During the Cold War, Montrose Point was a Nike missile site, site C-03, for the United States Army from Oct 1955 – June 1965. Honeysuckle bushes were planted to obscure their base. After the army left, local birders noticed that the honeysuckle, nicknamed "the Magic Hedge," was attracting several birds, including the Chestnut-sided Warbler.

Historically, Montrose Point Bird Sanctuary was a community space for gay men in Chicago. Many men in these spaces were arrested for public indecency and anti-sodomy laws. In 2016, filmmaker Frederic Moffet produced a short art documentary about the sanctuary's history in relation to Chicago's gay cruising scene.

Chicago mayor Richard M. Daley signed an Urban Conservation Treaty with the United States Fish and Wildlife Service that promised to provide bird-friendly areas. Chicago then invested $400,000 into native plants for the Montrose Point Bird Sanctuary, which opened in July 2001.

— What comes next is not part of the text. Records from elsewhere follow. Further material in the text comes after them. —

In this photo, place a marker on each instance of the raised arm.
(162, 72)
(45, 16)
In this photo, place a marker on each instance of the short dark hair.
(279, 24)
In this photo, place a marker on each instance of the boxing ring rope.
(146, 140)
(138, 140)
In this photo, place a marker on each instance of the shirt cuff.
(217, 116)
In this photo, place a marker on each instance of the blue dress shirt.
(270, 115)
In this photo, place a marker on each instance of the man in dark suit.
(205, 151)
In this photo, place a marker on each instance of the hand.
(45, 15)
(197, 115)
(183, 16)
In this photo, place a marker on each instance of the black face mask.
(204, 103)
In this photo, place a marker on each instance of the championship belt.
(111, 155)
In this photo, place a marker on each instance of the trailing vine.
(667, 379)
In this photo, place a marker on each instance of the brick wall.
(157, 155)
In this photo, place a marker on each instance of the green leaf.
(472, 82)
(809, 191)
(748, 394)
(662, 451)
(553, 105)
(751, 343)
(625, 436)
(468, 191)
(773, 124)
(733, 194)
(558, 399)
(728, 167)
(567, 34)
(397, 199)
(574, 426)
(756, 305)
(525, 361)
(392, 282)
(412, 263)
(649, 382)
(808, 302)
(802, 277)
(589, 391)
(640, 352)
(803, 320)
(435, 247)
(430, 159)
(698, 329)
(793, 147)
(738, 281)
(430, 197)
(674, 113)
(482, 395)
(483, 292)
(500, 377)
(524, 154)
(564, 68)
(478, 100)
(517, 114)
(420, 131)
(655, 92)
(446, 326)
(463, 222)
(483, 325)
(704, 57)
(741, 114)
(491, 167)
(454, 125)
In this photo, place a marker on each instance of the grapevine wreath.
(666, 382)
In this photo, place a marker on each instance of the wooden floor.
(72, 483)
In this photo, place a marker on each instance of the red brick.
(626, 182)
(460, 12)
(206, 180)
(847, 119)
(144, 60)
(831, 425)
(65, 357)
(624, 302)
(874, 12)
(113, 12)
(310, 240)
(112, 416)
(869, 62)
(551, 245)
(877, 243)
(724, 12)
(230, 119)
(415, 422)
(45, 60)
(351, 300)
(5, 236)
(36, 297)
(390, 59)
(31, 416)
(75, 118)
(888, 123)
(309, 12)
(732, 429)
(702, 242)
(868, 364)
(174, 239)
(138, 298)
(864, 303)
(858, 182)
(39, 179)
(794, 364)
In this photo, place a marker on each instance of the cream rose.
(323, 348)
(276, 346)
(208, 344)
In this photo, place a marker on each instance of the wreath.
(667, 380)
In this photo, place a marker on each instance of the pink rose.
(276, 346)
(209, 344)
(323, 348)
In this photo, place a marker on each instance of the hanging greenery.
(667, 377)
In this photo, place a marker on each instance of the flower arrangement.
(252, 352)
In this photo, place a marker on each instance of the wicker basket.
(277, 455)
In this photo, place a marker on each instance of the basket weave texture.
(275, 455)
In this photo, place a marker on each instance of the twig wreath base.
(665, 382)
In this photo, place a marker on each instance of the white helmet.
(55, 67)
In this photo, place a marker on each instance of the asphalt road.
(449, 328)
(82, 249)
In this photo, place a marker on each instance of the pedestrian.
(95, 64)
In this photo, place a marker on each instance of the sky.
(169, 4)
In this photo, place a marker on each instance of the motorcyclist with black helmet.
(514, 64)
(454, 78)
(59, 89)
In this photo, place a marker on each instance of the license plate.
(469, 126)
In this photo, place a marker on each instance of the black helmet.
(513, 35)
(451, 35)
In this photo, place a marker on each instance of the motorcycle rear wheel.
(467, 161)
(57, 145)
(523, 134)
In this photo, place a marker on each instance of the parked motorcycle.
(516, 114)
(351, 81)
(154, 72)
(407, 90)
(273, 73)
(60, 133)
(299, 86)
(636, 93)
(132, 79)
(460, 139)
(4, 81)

Some birders were upset when Montrose Beach opened dog beaches in fall 2002, expressing concern that the dogs would scare away the birds. In 2015, the Chicago Park District produced a future renovation master plan to guide development and renovation of the area. In accordance with the plan, the sanctuary added a butterfly meadow at the west end of the site. In 2021, an ADA-accessible trail was added to the site. Relatedly, an accessible 1/3 mile long loop was added, partially funded by a grant from the Illinois Department of Natural Resources.